Dit laatste is een voorbeeld van de humor in De avonden die niet zelden ten koste van Frits’ ouders gaat, hoe dan ook ten koste van anderen. De toevoeging ‘die reeds in honderdduizenden gezinnen in gebruik is’ is een aanzet tot de particuliere meligheid die Gerard Reve zijn hele leven zou blijven toepassen in uitdrukkingen als ‘Internationale Huisvrouwen’ (voor de vier mensen die zijn werk vóór publicatie te lezen kregen) en (over het katholicisme):

‘Het is een prachtig geloof, helemaal niet duur ook, en bedoeld voor alle mensen, te land, ter zee en in de lucht’ (in Het boek van violet en dood — 1996).

Aan tafel — de pot schaft vandaag rauwe veldsla, aardappelen, gebakken uien met jus, bruine bonen en griesmeelpap na — komt het weer opnieuw ter sprake. Frits vraagt aan zijn moeder: ‘Vind je het geen gek weer?’

‘Het is verschrikkelijk, zo donker als het is,’ antwoordde ze. ‘Toch is het niet meer zo koud, het is niet meer zo’n natte kou. Het is vast en zeker minder koud. In de keuken valt het mee. Anders is de jus al lang hard geworden, als ik hem om vier uur, half vijf afzet. Maar nu was hij nog lauw.’

Geen wonder, want Frits had de pan met vlees op een gasvlam gezet, vermoedelijk om er brood in te dopen. Hij zette de pan snel terug achter het gasstel toen hij zijn moeder aan de trapdeur hoorde rammelen.
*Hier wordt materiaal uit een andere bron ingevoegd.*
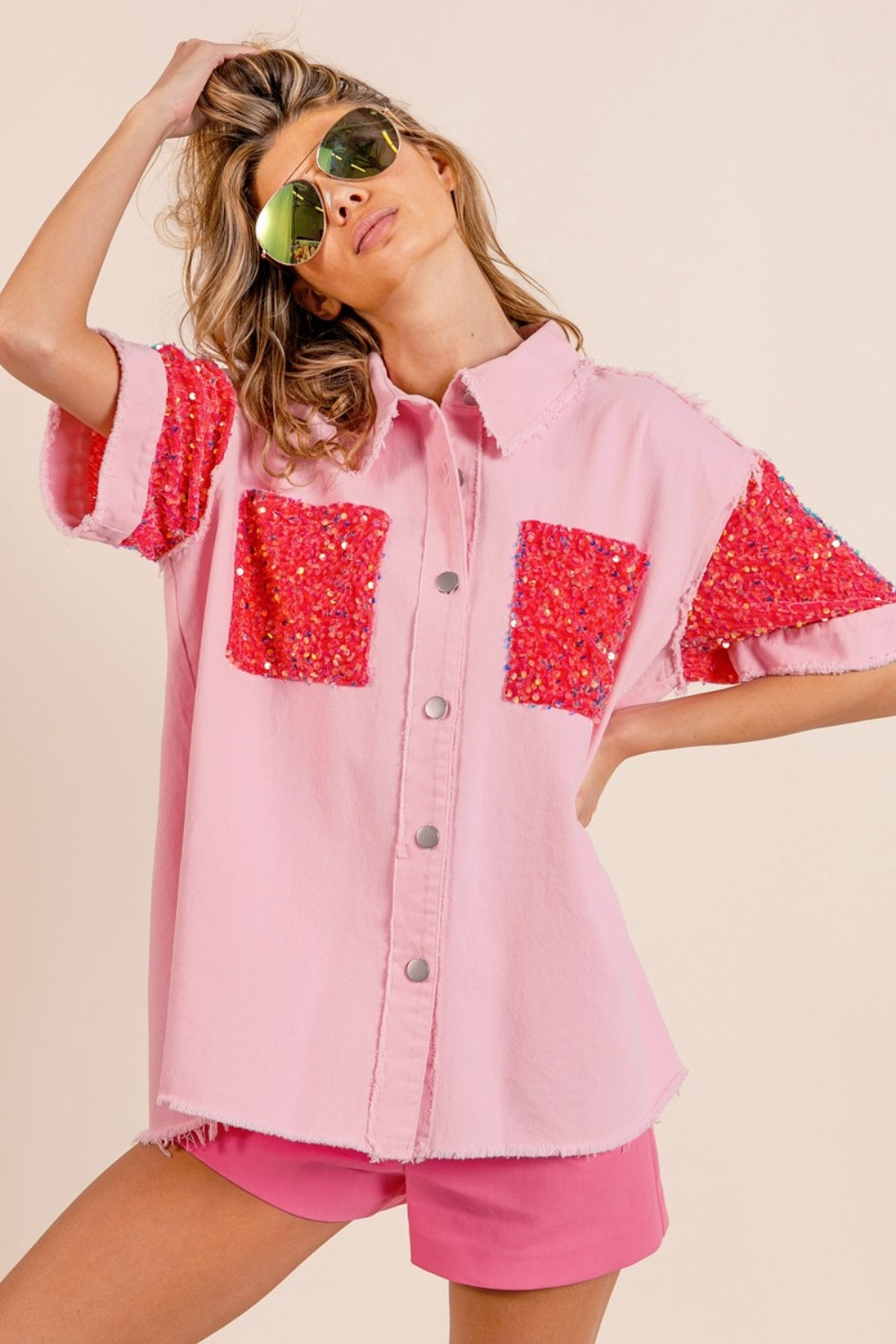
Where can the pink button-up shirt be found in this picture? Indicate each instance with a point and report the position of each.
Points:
(376, 919)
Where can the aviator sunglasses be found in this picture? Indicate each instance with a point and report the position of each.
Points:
(362, 144)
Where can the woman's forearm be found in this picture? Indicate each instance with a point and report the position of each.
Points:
(766, 707)
(48, 292)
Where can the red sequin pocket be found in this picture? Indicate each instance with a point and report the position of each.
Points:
(304, 588)
(573, 599)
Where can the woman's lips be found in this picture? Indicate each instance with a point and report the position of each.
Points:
(376, 231)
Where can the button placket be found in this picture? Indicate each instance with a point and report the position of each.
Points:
(419, 866)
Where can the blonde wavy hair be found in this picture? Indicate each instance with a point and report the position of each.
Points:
(242, 308)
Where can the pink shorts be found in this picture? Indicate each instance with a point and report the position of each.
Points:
(492, 1222)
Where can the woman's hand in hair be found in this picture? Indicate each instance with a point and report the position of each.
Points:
(185, 78)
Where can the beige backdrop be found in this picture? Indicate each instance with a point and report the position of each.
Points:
(707, 190)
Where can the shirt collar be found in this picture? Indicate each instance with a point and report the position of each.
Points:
(516, 392)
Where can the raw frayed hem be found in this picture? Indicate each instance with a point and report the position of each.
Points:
(202, 1133)
(624, 1139)
(685, 601)
(818, 669)
(206, 1129)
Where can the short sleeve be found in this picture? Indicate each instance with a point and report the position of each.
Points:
(145, 486)
(783, 593)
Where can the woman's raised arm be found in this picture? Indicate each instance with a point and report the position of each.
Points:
(45, 339)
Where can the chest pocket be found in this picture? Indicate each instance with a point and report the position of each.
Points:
(306, 588)
(573, 599)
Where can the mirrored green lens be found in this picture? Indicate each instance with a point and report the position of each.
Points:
(360, 145)
(290, 226)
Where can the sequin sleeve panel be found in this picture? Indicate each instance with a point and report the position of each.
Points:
(783, 593)
(147, 484)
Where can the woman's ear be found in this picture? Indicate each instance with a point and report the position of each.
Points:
(308, 297)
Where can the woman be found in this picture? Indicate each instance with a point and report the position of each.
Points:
(386, 965)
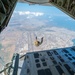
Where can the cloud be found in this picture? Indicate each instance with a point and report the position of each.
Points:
(29, 13)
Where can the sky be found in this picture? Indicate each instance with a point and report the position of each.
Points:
(52, 14)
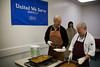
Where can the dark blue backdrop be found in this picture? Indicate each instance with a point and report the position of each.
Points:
(29, 12)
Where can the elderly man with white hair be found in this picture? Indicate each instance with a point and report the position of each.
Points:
(82, 45)
(56, 37)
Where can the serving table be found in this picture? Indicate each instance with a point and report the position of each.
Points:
(21, 62)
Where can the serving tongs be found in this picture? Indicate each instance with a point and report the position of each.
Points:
(67, 59)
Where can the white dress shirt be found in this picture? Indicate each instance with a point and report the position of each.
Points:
(89, 44)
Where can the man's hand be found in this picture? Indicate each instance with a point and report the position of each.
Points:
(49, 43)
(81, 60)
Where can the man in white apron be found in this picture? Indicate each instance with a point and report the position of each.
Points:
(56, 37)
(82, 46)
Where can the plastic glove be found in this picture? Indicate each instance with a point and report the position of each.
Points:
(70, 56)
(81, 60)
(49, 43)
(63, 48)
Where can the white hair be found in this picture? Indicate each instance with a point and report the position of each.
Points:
(55, 17)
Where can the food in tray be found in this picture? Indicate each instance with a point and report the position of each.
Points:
(40, 58)
(59, 50)
(68, 65)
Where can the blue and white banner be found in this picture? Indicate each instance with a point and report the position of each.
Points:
(29, 12)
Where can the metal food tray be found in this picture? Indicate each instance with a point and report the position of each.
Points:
(75, 62)
(67, 62)
(31, 62)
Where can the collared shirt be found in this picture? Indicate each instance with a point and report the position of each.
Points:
(89, 44)
(63, 34)
(55, 29)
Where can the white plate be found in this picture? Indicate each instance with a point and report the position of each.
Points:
(59, 50)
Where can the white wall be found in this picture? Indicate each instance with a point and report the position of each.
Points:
(66, 9)
(15, 39)
(91, 16)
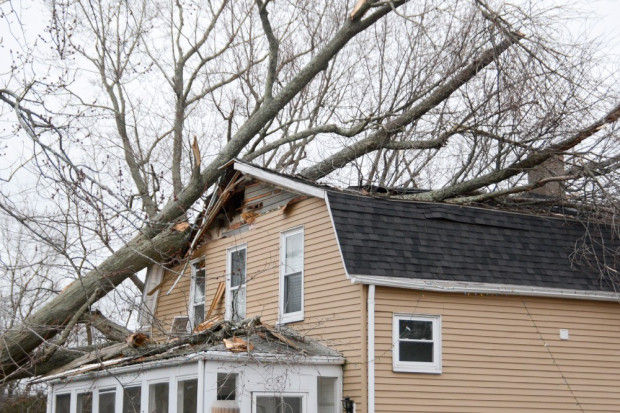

Haar opmerking: ‘Wanneer leer je die krankzinnigheid af, om die deur altijd dicht te doen?’ verklaart mogelijk hoe in het vierde hoofdstuk Louis Spanjaard zomaar binnen had kunnen komen, Frits ‘hoorde iemand de gang binnenlopen.’ De deur naar het trapportaal zit normaal gesproken kennelijk niet op slot, behalve wanneer Frits de grendel erop heeft gedaan zoals nu voordat hij de keukenkast ging doorzoeken.

Onder de maaltijd kijkt Frits toe hoe zijn vader eet:

’[Hij] mengde de sla door persen met de vork met de aardappelen en moeste alles met de uien samen.’

Wat een lelijke zin, en de verleden tijd van het werkwoord moezen moet volgens Van Dale met een ‘d’, waarbij je ook nog zou kunnen opmerken dat ‘samen moezen’ een pleonasme is, want moezen betekent al ‘prakken’.

Die avond gaat Frits naar de bioscoop Lantaarn om er Het Tweede Gezicht te zien, een film waarvan hij veel goeds heeft gehoord. Viktor, die hij eerst mee vroeg, kan niet, Louis die hij daarna vraagt, kan ook niet want hij heeft bezoek: ‘Viktor is hier.’ Jaap kan al evenmin. In de bioscoop loopt Frits Maurits tegen het lijf die bereid is voor een gulden vijfenvijftig het tweede kaartje dat Frits onderweg van kantoor naar huis al had gekocht over te nemen.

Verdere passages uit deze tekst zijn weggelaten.